La troisième phase marque l’intégration de l’ensemble des conceptualisations antérieures
(principes et processus) au sein de la notion de performance sociétale des entreprises (PSE).
C’est effectivement à Carroll (1979) que l’on doit cette approche intégrée qui s’impose dans la
litrature comme référence incontournable.
La PSE serait, selon ce modèle, « une configuration organisationnelle de principes de
responsabili, de domaines sociaux se posent des problèmes et de philosophies de
réponse face à ces problèmes sociaux ».
Les principes de la RSE (la première composante du modèle) représentent « ce que la
société attend des organisations en matière économique, légale, éthique et volontaire, à un
moment donné » (Carroll, 1979, p. 500).
Ces quatre dimensions se définissent selon les termes de l’auteur de la façon suivante :
1. La dimension économique repose sur les fondements du régime capitalistique (Friedman,
1962, 1970). En effet, la firme doit répondre aux exigences de la société en terme de
production de biens et services, en contre partie de la génération d’un profit.
2. La dimension légale consiste en un respect total de la législation en vigueur, la société
exige que l’entreprise réalise sa mission dans un cadre légal.
3. La dimension éthique renvoie à un ensemble de normes éthiques qui régissent tous les
comportements.
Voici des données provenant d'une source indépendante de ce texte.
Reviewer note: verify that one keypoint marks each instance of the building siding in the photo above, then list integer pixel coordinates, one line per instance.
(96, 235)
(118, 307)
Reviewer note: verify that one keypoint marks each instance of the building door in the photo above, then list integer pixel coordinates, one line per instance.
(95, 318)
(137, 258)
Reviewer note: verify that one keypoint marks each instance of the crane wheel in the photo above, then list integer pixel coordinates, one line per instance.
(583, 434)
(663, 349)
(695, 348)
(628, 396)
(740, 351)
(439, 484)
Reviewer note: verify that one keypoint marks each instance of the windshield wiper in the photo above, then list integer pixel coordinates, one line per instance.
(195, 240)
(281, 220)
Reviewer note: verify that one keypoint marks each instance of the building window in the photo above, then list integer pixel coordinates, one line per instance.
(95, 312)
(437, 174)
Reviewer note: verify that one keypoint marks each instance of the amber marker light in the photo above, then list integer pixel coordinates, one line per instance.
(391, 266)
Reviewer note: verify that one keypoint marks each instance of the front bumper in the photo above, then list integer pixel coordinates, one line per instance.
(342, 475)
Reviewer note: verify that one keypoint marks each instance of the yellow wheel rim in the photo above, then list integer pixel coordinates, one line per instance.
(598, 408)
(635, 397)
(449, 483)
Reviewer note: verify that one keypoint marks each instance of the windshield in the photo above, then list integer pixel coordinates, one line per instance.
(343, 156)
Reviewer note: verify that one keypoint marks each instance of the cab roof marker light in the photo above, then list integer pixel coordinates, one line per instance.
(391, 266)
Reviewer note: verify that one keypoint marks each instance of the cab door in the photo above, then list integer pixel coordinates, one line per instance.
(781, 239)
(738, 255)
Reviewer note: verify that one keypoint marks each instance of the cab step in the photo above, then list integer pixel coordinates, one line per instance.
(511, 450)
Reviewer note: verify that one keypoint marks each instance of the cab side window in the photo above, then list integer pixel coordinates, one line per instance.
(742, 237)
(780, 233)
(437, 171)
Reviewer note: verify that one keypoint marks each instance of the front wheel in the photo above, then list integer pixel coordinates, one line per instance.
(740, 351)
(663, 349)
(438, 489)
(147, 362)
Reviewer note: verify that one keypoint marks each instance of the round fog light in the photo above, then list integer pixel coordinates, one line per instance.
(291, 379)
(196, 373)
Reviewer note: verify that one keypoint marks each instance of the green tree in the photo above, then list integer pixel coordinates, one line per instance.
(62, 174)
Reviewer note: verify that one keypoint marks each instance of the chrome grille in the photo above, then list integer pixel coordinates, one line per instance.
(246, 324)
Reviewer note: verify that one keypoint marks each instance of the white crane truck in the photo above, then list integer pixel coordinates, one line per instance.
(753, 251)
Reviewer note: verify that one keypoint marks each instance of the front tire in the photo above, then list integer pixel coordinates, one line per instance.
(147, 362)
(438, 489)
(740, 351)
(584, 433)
C’est la dimension qui est la plus importante selon Carroll.
4. La dimension discrétionnaire fait référence aux comportements volontaires suivis par
l’entreprise, c'est en fait les actions sociétales entreprises par l’entreprise sans obligations
légales ou éthiques (Ex. les donations aux charités).
Plus tard, Carroll (1991) établie une pyramide retraçant la priorité accordée à chacune des
responsabilités. La responsabilité économique constitue le socle, la base sur lequel repose les
autres dimensions et qui est indispensable à la survie de l’entreprise. La responsabilité légale
constitue le deuxième niveau de contrainte, et exigé par la société. La responsabilité éthique
occupe le troisième niveau. C’est le niveau fondamental pour cette fondation selon Carroll. Le
niveau ultime constitue la dimension philanthropique. L’entreprise se doit être généreuse et se
voit appelée à allouer une part de ses ressources à la collectivité.